Evaluation of alignment accuracy
The accuracy of the predicted alignments is quantified by three parameters QModeler, QDeveloper and QCombined as proposed in earlier work (Sauder et al., 2000; Yona and Levitt, 2002). The accuracy parameter from the modeler's point of view, QModeler, is the ratio of the number of correctly aligned pairs of residues to the total number of aligned positions in the alignment being evaluated. The parameter from the developer's point of view, QDeveloper, is the ratio of the number of correctly aligned pairs to the number of aligned positions in the structural alignment. The combined accuracy parameter, QCombined, is the total number of correct matches divided by the total number of positions that are aligned in either the structural alignment or the alignment being evaluated. Aligned pairs that are in both the sequence and the structure alignment are counted only once in the denominator of QCombined.

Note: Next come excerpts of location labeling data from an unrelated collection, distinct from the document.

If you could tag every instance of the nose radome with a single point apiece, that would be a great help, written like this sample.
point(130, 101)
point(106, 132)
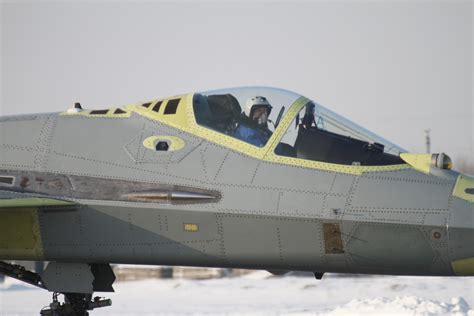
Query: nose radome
point(461, 227)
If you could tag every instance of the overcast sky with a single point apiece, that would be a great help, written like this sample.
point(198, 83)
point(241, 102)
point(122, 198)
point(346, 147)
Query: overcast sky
point(396, 68)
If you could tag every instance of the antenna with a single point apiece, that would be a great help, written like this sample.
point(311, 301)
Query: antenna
point(428, 140)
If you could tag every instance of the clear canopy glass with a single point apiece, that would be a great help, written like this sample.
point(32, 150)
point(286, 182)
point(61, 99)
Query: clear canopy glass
point(224, 110)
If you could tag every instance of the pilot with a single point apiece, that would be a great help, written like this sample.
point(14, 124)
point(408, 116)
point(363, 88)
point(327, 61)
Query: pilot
point(253, 127)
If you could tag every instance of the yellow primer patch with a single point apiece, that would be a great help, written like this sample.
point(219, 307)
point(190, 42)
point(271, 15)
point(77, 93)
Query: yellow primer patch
point(421, 162)
point(174, 142)
point(463, 267)
point(20, 237)
point(191, 227)
point(184, 120)
point(464, 184)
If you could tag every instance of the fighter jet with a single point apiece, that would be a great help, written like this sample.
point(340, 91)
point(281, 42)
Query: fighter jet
point(252, 178)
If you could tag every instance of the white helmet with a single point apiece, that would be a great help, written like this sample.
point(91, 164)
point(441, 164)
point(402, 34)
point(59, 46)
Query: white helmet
point(255, 102)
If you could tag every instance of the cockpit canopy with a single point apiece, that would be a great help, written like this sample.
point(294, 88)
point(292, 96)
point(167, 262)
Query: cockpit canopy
point(309, 130)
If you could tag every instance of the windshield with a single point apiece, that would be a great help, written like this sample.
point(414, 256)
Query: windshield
point(250, 114)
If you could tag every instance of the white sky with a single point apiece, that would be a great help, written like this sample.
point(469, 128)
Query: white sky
point(396, 68)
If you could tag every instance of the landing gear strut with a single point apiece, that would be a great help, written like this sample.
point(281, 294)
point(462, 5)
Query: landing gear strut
point(75, 304)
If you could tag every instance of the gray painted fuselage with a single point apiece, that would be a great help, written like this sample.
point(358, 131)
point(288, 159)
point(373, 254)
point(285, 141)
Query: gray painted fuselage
point(265, 215)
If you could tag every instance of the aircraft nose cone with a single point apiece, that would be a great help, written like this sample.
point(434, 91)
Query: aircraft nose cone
point(461, 227)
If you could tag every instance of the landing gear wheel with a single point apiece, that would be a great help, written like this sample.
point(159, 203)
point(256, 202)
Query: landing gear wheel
point(75, 304)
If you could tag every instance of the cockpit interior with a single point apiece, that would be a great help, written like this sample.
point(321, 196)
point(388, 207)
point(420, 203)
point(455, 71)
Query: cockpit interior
point(312, 133)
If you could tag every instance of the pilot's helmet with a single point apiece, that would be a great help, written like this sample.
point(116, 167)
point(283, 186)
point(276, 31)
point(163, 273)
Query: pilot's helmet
point(258, 102)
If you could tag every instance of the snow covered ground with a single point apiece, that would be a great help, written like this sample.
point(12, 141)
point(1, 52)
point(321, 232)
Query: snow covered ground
point(260, 293)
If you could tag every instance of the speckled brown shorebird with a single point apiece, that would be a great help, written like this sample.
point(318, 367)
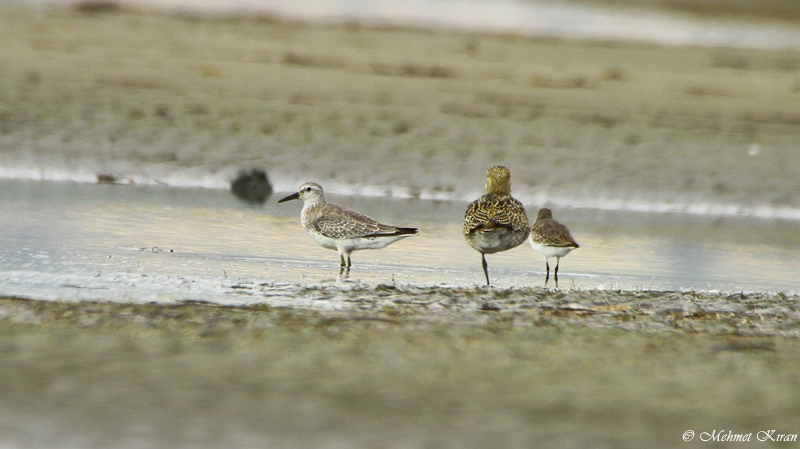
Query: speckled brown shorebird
point(552, 239)
point(342, 229)
point(496, 221)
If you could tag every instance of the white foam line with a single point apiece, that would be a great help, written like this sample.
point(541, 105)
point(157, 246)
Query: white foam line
point(198, 178)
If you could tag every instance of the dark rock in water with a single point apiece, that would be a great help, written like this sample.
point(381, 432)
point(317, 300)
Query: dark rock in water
point(103, 178)
point(252, 186)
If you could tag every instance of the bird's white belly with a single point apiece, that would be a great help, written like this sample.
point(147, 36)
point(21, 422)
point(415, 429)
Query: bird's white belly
point(325, 242)
point(349, 245)
point(551, 251)
point(496, 240)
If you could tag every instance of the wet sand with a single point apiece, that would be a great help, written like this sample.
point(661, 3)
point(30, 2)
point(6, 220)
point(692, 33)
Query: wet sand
point(187, 100)
point(423, 368)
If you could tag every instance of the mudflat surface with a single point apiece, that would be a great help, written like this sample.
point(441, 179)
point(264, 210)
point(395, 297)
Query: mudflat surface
point(179, 99)
point(423, 368)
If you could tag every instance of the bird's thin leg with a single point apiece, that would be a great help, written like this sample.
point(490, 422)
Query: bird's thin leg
point(547, 276)
point(555, 274)
point(485, 268)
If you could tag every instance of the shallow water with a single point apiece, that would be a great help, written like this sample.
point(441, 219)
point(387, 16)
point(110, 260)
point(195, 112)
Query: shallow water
point(74, 241)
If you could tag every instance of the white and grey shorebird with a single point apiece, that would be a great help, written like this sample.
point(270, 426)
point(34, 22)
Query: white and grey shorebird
point(552, 239)
point(496, 221)
point(342, 229)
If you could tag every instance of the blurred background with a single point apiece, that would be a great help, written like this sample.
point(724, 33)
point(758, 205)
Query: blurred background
point(667, 106)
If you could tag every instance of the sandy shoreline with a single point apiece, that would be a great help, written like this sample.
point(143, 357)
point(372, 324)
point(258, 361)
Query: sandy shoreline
point(594, 124)
point(178, 100)
point(422, 368)
point(745, 315)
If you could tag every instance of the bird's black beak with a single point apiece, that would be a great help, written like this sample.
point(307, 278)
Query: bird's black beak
point(294, 196)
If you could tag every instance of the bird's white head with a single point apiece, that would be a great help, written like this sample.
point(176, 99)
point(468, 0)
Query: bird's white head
point(310, 193)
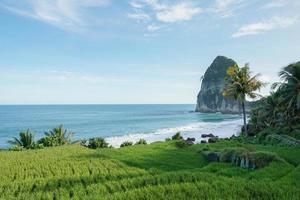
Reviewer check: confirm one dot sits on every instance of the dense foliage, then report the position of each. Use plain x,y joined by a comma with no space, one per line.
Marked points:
279,113
25,140
239,84
156,171
58,136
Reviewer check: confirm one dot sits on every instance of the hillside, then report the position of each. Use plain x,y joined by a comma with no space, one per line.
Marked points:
210,98
156,171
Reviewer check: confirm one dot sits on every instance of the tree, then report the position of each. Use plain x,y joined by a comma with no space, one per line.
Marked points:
56,137
239,84
290,87
26,140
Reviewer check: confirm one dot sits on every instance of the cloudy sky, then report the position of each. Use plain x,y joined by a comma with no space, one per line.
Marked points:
136,51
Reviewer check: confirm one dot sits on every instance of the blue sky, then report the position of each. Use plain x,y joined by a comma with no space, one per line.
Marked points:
136,51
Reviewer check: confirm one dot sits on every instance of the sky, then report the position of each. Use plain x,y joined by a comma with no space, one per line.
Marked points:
136,51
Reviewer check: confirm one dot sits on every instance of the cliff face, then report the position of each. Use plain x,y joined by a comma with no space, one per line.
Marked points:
210,98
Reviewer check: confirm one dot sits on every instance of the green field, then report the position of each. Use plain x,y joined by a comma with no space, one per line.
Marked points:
156,171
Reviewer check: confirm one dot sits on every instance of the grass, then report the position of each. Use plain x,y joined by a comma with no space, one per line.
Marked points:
156,171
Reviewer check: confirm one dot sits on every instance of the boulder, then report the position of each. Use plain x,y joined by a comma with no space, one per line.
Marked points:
210,98
213,140
207,135
213,157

In this experiment, for every pair in the testing part of Set A (2305 pairs), we created two alignments by using each of the two consensus sequences as a hinge as described earlier. We then combined these two alignments into a final alignment according to the following two schemes. The first scheme (MAX) simply picks one alignment, as a whole, out of the two alignments. The alignment that is picked has the higher score when the quasi-consensus sequence was aligned to the HMM. The second scheme (called AND selection) is to take segments that are common in both alignments. The final alignment thus obtained misses out segments where the two alignments disagree. Three variations to this AND-selection are suggested on which alignment of these uncommon segments shall be picked to patch the final alignment. In the first variation (AND1 selection), for a region where the two alignments disagree, we choose the alignment that contains fewer gap positions. As a refinement of AND1 selection, the second variation (AND2 selection) calculates a BLOSUM score for each of the two alignments at an uncommon segment and picks the alignment that has a larger score. The third variation (AND3 selection) chooses for a non-common segment the alignment that agrees better with the structural alignment for that segment. However, the AND3 selection is not usable when the correct answer, i.e. the structural alignment, is not available. The AND3 was the best alignment one could obtain with a method that was always able to tell which alignment was better.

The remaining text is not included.